QC Analyst

Role overview

A leading multinational pharmaceutical organization in Dublin is hiring a QC Analyst on a contract basis. This role sits within the QC biochemistry area and supports laboratory operations tied to biopharmaceutical testing. The successful person will need solid familiarity with a cGMP QC lab setting, associated equipment, and the discipline to work accurately from SOPs while recording data in real time.
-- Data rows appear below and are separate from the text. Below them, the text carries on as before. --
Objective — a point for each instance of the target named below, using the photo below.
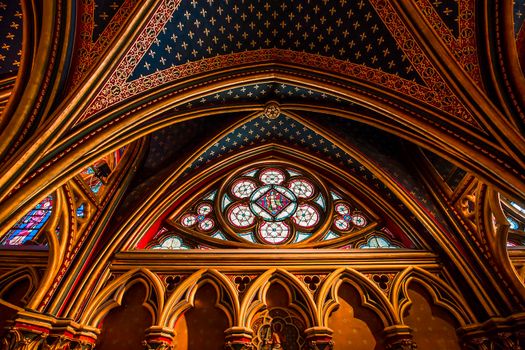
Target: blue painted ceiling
(346, 30)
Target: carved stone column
(496, 333)
(29, 337)
(319, 338)
(238, 338)
(399, 337)
(159, 338)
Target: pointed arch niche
(273, 193)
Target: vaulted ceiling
(107, 73)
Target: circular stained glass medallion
(301, 188)
(274, 232)
(273, 202)
(272, 176)
(241, 216)
(243, 188)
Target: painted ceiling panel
(10, 38)
(180, 42)
(104, 11)
(346, 30)
(448, 11)
(101, 21)
(267, 91)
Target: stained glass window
(273, 205)
(513, 223)
(27, 228)
(375, 242)
(172, 243)
(201, 218)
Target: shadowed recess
(345, 30)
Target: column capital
(238, 338)
(159, 338)
(399, 337)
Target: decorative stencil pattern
(100, 22)
(104, 11)
(347, 30)
(448, 11)
(268, 91)
(290, 132)
(455, 23)
(145, 75)
(10, 37)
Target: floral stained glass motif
(172, 243)
(272, 204)
(201, 218)
(346, 219)
(27, 228)
(513, 223)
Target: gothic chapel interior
(262, 174)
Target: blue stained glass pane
(81, 211)
(27, 228)
(96, 187)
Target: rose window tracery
(274, 202)
(274, 205)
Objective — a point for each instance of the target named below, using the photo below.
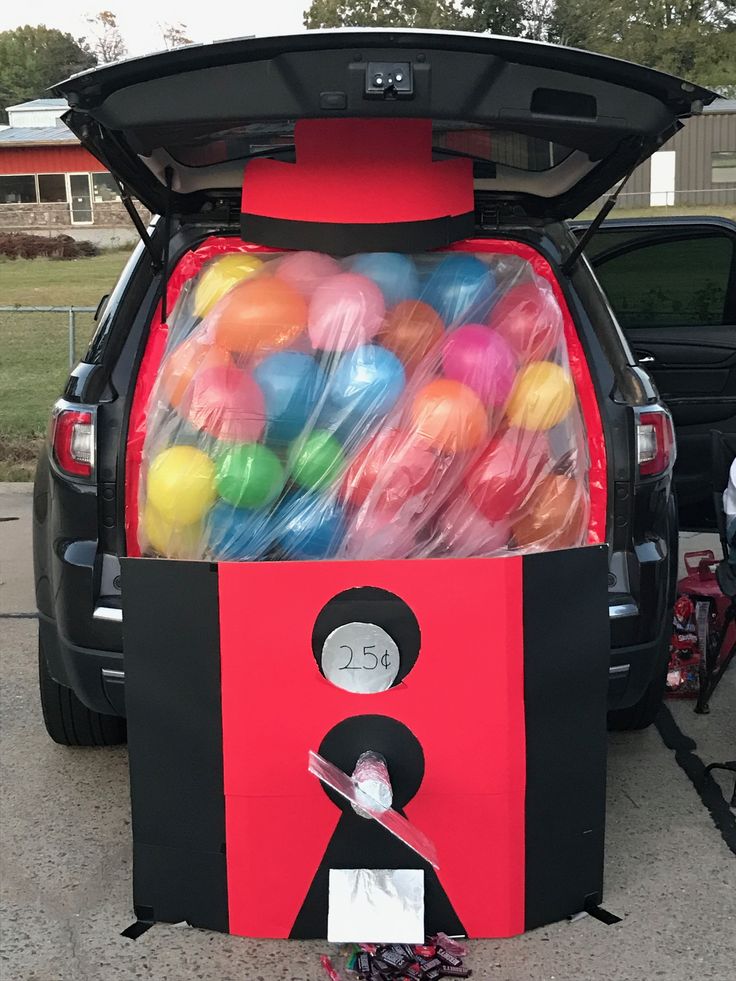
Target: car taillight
(73, 440)
(655, 442)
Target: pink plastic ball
(462, 531)
(306, 270)
(345, 311)
(380, 533)
(481, 359)
(226, 403)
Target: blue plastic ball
(461, 289)
(238, 535)
(395, 273)
(367, 381)
(291, 383)
(310, 526)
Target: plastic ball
(449, 416)
(171, 540)
(461, 289)
(316, 459)
(236, 534)
(346, 310)
(528, 316)
(554, 516)
(291, 382)
(462, 531)
(393, 272)
(375, 533)
(181, 484)
(368, 381)
(226, 403)
(506, 472)
(249, 475)
(261, 314)
(180, 366)
(219, 276)
(390, 468)
(542, 396)
(310, 526)
(411, 330)
(306, 270)
(481, 359)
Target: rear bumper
(98, 677)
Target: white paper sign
(360, 657)
(376, 906)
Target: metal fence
(71, 321)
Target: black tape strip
(345, 238)
(707, 788)
(137, 929)
(604, 915)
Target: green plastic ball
(249, 475)
(316, 460)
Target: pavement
(66, 852)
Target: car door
(672, 285)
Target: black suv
(550, 130)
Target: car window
(675, 283)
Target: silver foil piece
(376, 906)
(390, 819)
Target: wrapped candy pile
(380, 406)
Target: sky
(205, 20)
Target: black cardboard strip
(604, 915)
(137, 929)
(345, 238)
(566, 661)
(173, 701)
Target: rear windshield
(493, 146)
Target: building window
(51, 188)
(105, 188)
(723, 164)
(17, 189)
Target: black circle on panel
(371, 604)
(401, 749)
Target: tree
(692, 38)
(33, 58)
(438, 14)
(174, 35)
(107, 41)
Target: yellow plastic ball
(542, 396)
(172, 541)
(220, 276)
(181, 484)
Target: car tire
(68, 720)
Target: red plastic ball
(529, 318)
(391, 468)
(506, 472)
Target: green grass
(34, 346)
(675, 211)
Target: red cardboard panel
(463, 700)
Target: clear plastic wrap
(374, 407)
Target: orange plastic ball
(555, 514)
(183, 363)
(542, 396)
(411, 330)
(259, 314)
(449, 416)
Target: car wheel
(68, 721)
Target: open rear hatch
(548, 128)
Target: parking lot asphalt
(66, 852)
This position calls for strong attention to detail, the ability to carry out routine work with limited supervision, and a practical approach to troubleshooting issues that affect testing or day-to-day lab output. It also involves supporting analysts technically, helping maintain compliant lab operations, and contributing to ongoing quality and improvement activities.

Key duties

• Carry out laboratory activities in line with cGMP expectations.
• Perform trained and qualified procedures such as SDS-PAGE, IEF, ELISA, and other plate-based potency and residual assays including HCP and ProA.
• Manage stability testing and scheduling activities.
• Identify unusual results or sample issues and escalate them appropriately.
• Act as a technical resource for QC biochemistry analysts and provide day-to-day SME support.
• Help train newly hired analysts on selected assay methods.
• Support continuous improvement work across the QC function.
• Take the lead on investigations and CAPAs, ensuring they are completed on time.
• Assist with laboratory upkeep such as reagent preparation, cleaning, and routine maintenance of equipment.
• Keep training records current for all duties performed.
• Order, receive, and maintain stock of laboratory consumables and supplies.
• Prepare documentation that is complete, accurate, and easy to read.

Requirements

• A BSc in Chemistry or a biological science, or a comparable mix of education and relevant experience.
• Between 4 and 7 years of experience in a similar setting.
• Practical knowledge of cGMP QC laboratory work and biopharmaceutical analytical equipment.
• Ability to follow SOPs carefully and document work accurately in real time.
• Strong attention to detail and the ability to work with minimal supervision.
• Comfort working in a laboratory environment, including gowning and degowning PPE.
• Ability to lift and carry 15/30 pounds unassisted/assisted.
• Capability to use a computer and communicate by phone, video, and electronic messaging.
• Good problem-solving ability, analytical thinking, and collaboration skills.
• Availability during standard business hours.

Additional information

This is a contract role based onsite in Dublin, County Dublin, Ireland. The employer is unable to provide visa sponsorship, so applicants must already have the legal right to live and work in Ireland.

Interested candidates are expected to submit an updated CV. A current visa status that allows work in Ireland is required.